Menlu Sugiono menyampaikan hal tersebut dalam 2+2 Pertemuan Tingkat Menteri Pertama China-Indonesia bersama dengan Menteri Pertahanan Sjafrie Sjamsoeddin, Menteri Luar Negeri China Wang Yi dan Menteri Pertahanan China Dong Jun.

Indonesia, menurut Sugiono saat berfokus pada program nasional seperti ketahanan pangan, ketahanan energi dan hilirisasi industri.

"Sehingga kami harapkan China dan AS dapat melakukan negosiasi dan mencapai kata sepakat sehingga dua kekuatan besar di kawasan ini dapat bermanfaat bagi kita semua," ungkap Sugiono.

Sedangkan Menteri Pertahanan Sjafrie Sjamsoeddin mengatakan relasi AS-China yang lebih stabil dinantikan oleh banyak negara.

"Karena kami tahu bahwa pengaruh China dan AS berdampak luas dan kami berharap dua kekuatan besar ini dapat melindungi komunitas global. Indonesia menghormati AS dan China, tapi karena Indonesia berada di benua Asia, maka secara budaya Indonesia dekat dengan China. Namun Indonesia tetap independen dan menjaga prinsip bebas aktif sebagai arah politik luar negeri," kata Sjafrie.

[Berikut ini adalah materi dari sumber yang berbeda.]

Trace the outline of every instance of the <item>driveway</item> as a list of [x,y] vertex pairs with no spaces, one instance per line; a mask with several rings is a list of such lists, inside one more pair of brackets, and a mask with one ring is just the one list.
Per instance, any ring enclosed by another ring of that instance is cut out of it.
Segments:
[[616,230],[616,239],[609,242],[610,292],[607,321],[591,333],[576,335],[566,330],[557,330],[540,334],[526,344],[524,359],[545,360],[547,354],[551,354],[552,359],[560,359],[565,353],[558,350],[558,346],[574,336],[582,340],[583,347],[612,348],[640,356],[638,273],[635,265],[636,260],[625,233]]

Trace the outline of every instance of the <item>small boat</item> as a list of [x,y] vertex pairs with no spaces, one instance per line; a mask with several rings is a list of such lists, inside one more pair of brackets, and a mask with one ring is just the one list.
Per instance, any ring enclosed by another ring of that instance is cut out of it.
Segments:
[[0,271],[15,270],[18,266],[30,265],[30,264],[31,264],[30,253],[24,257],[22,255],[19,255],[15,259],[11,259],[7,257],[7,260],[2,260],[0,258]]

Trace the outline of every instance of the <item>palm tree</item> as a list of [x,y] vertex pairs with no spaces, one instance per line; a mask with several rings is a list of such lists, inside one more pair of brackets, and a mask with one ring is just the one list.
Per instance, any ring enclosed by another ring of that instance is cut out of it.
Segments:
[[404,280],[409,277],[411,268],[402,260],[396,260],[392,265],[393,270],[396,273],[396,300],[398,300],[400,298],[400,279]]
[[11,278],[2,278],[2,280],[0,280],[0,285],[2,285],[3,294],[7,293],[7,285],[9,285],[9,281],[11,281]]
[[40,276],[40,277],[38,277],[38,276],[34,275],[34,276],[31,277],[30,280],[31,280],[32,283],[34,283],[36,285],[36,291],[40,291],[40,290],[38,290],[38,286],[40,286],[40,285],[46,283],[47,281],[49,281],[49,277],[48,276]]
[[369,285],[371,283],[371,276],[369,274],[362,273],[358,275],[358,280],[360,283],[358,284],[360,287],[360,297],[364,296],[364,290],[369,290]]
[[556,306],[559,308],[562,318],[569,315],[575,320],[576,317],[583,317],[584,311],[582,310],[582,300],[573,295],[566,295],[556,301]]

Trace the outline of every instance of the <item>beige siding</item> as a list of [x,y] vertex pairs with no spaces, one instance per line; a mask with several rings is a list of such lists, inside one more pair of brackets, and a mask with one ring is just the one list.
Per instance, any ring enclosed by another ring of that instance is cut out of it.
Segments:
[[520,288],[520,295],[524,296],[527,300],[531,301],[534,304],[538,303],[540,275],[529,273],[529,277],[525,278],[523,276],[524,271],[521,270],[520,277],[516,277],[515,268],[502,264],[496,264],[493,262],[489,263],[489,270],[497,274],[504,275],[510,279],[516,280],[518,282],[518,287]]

Sementara Menlu Wang Yi terkait tarif mengatakan hanya kurang dari 100 hari sejak Donald Trump menjabat sebagai Presiden AS, kebijakan luar negeri AS menciptakan banyak masalah bagi dunia khususnya karena prinsip "Make America Great Again" (MAGA).

"Mereka menggunakan tekanan maksimal bahkan kepada sekutu-sekutu terdekatnya. Mereka bicara soal tarif timbal balik padahal hal itu sebenarnya bukan timbal balik melainkan alat tekan kepada semua mitra dagang termasuk Indonesia yang dikenai tarif 32 persen. Hal ini tidak sesuai normal internasional dan dan mereka mencoba untuk mendapat manfaat dari kesusahan pihak lain," kata Wang Yi.

Wang Yi juga menyebut ia menyadari bahwa target utama dari kebijakan tarif adalah negaranya.

"Target utama kebijakan tersebut adalah China. Sebelumnya China juga sudah terkena kebijakan tarif karena fentanil dan AS mencoba melakukan banyak cara untuk mencampuri urusan domestik China. Posisi China jelas bahwa kami akan melawan baik, China akan mempertahankan kepentingannya atas tindakan yang AS lakukan, bukan hanya demi China tapi juga untuk negara lain," jelas Wang Yi.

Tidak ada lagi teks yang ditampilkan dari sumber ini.